SleepingLeopard said:


> Hi,
> 
> It sounds strange to me to say "un poco" in Italian (it makes me feel like I'm mixing up my Italian and Spanish ).
> 
> Thank you very much.


I agree with Necsus on the translation for your letter, but not about his remark about "un poco".
I know you probably meant it referred to this particular case, but it should be remarked that IN GENERAL, you can find it used in a number of expressions like: 
un 'poco di buono'
un poco alla volta (also _un pò alla volta_)


----------



## Necsus

gatto said:


> I agree with Necsus on the translation for your letter, but not about his remark about "un poco".
> I know you probably meant it referred to this particular case  eheheh...


 because 





> For "a little" *in a sentence like this* [...] It sounds strange to me to say "un poco"


 but obviously I didn't make myself enough clear, my fault.


----------



## SleepingLeopard

Grazie a tutti e due per le spiegazioni agguinte di "un poco". Ho detto sempre "un po'", e non sapevo se "un poco" sia usato.
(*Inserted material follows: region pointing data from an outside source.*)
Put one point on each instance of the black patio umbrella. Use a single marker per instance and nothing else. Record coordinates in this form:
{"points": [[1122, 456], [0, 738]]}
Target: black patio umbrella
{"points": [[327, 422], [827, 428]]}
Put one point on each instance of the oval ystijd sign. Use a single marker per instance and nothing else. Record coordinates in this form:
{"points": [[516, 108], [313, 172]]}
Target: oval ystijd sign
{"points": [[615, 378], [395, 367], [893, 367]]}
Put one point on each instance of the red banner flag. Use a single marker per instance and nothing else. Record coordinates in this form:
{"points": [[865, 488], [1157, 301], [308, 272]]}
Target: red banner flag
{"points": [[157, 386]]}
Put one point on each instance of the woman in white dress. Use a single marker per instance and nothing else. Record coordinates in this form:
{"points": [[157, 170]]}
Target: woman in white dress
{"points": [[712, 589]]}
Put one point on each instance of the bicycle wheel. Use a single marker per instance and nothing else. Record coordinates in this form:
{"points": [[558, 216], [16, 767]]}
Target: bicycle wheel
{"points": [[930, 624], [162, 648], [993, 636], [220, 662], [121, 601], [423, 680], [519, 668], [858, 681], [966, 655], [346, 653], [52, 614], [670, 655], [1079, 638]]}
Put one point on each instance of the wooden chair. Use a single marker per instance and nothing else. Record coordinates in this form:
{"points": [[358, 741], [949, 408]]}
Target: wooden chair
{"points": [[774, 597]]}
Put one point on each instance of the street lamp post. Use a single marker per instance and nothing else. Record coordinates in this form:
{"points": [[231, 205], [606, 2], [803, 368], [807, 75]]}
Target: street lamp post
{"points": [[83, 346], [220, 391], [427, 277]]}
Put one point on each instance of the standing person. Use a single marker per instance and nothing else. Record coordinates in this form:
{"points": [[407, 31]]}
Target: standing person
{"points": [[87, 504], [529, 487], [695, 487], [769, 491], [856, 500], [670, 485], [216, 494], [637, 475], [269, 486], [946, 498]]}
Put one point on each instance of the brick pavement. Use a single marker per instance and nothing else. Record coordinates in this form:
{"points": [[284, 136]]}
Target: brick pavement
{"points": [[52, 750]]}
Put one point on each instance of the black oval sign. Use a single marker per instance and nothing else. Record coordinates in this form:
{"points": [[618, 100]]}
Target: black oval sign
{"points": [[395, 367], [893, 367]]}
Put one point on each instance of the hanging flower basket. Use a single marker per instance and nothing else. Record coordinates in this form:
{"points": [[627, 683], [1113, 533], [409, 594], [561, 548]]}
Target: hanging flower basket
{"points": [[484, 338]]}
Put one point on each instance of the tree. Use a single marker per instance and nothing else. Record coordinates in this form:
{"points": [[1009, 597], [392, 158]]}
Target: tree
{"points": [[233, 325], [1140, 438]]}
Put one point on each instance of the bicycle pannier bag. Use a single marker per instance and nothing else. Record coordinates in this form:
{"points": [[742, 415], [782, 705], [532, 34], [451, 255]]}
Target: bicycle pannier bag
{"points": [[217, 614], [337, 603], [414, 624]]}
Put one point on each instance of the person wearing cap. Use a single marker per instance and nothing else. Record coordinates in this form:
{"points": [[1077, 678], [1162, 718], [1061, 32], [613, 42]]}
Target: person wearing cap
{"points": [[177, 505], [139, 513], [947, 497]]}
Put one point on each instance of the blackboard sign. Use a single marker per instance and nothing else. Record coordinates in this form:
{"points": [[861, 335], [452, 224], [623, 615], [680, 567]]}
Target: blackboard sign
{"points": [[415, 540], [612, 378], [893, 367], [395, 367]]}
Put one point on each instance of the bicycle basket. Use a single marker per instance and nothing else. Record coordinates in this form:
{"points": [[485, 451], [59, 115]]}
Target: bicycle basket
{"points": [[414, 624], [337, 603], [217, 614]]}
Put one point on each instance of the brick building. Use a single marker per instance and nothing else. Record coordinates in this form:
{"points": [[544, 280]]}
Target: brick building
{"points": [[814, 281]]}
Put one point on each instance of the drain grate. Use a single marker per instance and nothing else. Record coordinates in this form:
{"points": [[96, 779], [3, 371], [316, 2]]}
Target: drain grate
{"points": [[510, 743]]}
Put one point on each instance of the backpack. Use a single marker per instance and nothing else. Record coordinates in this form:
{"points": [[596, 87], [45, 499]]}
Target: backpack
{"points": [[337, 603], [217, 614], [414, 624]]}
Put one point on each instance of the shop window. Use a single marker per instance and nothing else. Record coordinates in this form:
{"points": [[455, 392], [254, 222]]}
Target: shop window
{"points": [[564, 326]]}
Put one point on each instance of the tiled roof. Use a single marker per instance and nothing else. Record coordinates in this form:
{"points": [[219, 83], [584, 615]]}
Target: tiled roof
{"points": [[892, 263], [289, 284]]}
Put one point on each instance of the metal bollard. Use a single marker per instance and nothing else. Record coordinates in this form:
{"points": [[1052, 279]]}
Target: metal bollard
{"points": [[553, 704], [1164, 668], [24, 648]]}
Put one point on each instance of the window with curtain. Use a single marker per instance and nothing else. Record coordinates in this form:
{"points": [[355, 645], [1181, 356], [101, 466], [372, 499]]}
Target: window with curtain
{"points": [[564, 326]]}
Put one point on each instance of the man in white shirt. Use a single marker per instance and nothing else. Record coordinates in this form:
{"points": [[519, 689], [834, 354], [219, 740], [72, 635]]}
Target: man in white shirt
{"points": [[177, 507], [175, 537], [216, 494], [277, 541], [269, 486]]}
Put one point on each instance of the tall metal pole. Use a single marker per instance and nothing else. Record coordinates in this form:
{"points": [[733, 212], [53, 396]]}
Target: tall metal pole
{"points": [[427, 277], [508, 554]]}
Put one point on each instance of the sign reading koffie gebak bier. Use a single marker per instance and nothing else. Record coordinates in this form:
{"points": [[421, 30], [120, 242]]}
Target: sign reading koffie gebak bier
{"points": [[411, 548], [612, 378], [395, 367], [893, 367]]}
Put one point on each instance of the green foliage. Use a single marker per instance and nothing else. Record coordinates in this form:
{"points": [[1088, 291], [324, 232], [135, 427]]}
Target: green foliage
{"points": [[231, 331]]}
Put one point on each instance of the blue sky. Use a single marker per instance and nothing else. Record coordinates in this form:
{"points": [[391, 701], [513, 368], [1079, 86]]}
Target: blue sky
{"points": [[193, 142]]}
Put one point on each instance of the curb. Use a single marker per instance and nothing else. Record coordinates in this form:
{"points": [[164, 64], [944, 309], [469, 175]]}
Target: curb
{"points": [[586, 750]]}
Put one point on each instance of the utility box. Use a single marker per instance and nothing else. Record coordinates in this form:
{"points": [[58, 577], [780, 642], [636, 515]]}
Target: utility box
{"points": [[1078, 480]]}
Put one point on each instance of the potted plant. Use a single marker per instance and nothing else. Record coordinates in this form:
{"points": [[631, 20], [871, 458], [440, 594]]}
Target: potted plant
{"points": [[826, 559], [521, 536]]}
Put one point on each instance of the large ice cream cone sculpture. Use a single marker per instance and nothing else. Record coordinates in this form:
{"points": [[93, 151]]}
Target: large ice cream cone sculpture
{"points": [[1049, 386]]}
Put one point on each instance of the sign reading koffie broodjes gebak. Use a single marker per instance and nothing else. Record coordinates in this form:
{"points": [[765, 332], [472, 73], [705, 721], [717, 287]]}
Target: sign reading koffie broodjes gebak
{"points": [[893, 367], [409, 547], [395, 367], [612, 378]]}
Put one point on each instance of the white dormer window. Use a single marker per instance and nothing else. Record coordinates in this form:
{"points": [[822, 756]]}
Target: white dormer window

Molto interessante!

Ciao


----------



## gatto

E' stato un piacere, specie fare la ramanzina a Necsus


----------



## Necsus

SleepingLeopard said:


> Grazie a tutti e due per le spiegazioni aggiuntive su "un poco". Ho detto sempre "un po'", e non sapevo se "un poco" fosse usato. Molto interessante!
> Ciao


 Prego, SleepingLeopard!



gatto said:


> E' stato un piacere, specie fare la ramanzina a Necsus


 Precisazioni e puntualizzazioni sono sempre utili (e benaccette) quando non pedanti o autocelebrative.


----------



## gabrigabri

Hi!

In a formal letter I wouldn't use "un po'" (or un poco), just something more formal (as above suggested). You should use other words to explain it:

f.e. abbiamo bisogno di più tempo
abbiamo bisogno di maggior tempo


Po' vs. Poco
In my opinion, you can't interchange them:

Ho un po' di fame is for me 99% better than "ho un poco di fame".
È un po' stanco = è un poco stanco (that sounds from Naples only to me?)


----------